Another immoral aspect of government enforced charity is that for many people it pushes off to another entity what they can and should do as individuals to help the poor. It is immoral to take away from our children and grandchildren their right to decide whether or not they wish to contribute to helping the poor. It is immoral to create a false secular religion where the people look to government--as an expression of the general will in the sense of the French Revolution--for salvation rather than to God.

It is immoral to “encourage poverty” by encouraging “more and more people to move into the ranks of those being taken care of by the government,” as Senator Barry Goldwater predicted would happen with President Johnson’s “war on poverty.” (Charles Mohr, “’Viva Goldwater’ Greets Senator,” New York Times, February 16, 1964, p. 47.) History has shown that Barry Goldwater was right. At first large amounts of government funding did lift many people above the official poverty line, but it did not take them out of government dependency. Eventually even this artifical reduction in poverty changed, and a larger number of people were in poverty in 1992 than were in poverty in 1964, when the “war on poverty” began. (U.S. Bureau of Census, Current Population Reports Series P60-185, p.ix. Note that the percentage of poor in the population was not higher, just the absolute number of people in poverty.) In the decade prior to the start of the “war on poverty” the number of people dependent upon the federal government to keep above the poverty line had been declining. (James T. Patterson, America’s Struggle Against Poverty, pp. 64-65.)

When you believe that it is immoral to have government efforts to assist individual poor people you see that it doesn’t matter if charity isn’t adequate or “big enough” to do the job. You cannot expect success using immoral methods to achieve your ends. The Black Sheep’s argument would be an excellent argument if the conservative argument were only a matter of “better suited at meeting the need.” The whole idea of charity, the Lord’s method, being inadequate reminds me of Satan’s promise to redeem all mankind using force, because God’s method was inadequate to redeem some who feared they would become disenfranchised people.
Black Sheep wrote: Some people feel that government shouldn’t deal with these problems because government screws up everything.
The conservative says that government shouldn’t deal with these problems because government does not have the power to change an individual’s human nature, only God has that power, and he only uses it when he has our active consent. It isn’t about better politicians or better ideas.. It is about the “nature of man, the nature of the world, and the nature of causation, knowledge, power, and justice.” (Thomas Sowell, The Vision of the Anointed, Self-congratulation as a basis for social policy, 1995, p. 104.)
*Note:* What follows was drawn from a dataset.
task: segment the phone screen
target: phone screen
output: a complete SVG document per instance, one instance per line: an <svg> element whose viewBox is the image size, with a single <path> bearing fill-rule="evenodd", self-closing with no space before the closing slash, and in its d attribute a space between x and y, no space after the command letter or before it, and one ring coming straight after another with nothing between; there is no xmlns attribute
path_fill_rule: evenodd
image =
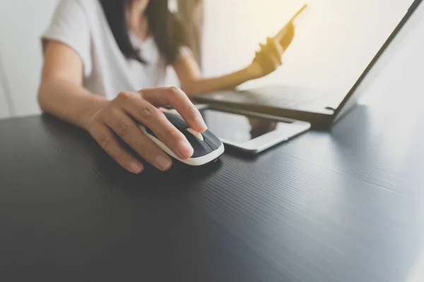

Black Sheep wrote:I’m all about the idea of self reliance, but just because you came from a white middle class background and you probably have a huge, white middle class family and you have a church behind you that will help you out of a tight spot if you ever need it doesn’t mean that everyone does.
The conservative puts a high value on self reliance, and also on our individual responsibility to reach out and help the less fortunate.
Black Sheep wrote: It just isn’t moral to let these people suffer and ask them to impossibly pick themselves up.
The conservative doesn’t say that we should let people suffer and expect them to do things for themselves that they cannot do. The conservative says that it just isn’t moral to make people suffer and make it harder for them to pick themselves up as government programs do which foster a dependency on the government, and provide a power base for certain politicians to continue these failed programs. Furthermore the conservative voluntarily contributes to helping the people who are in need, at the same time asking the needy to do whatever they can do for themselves.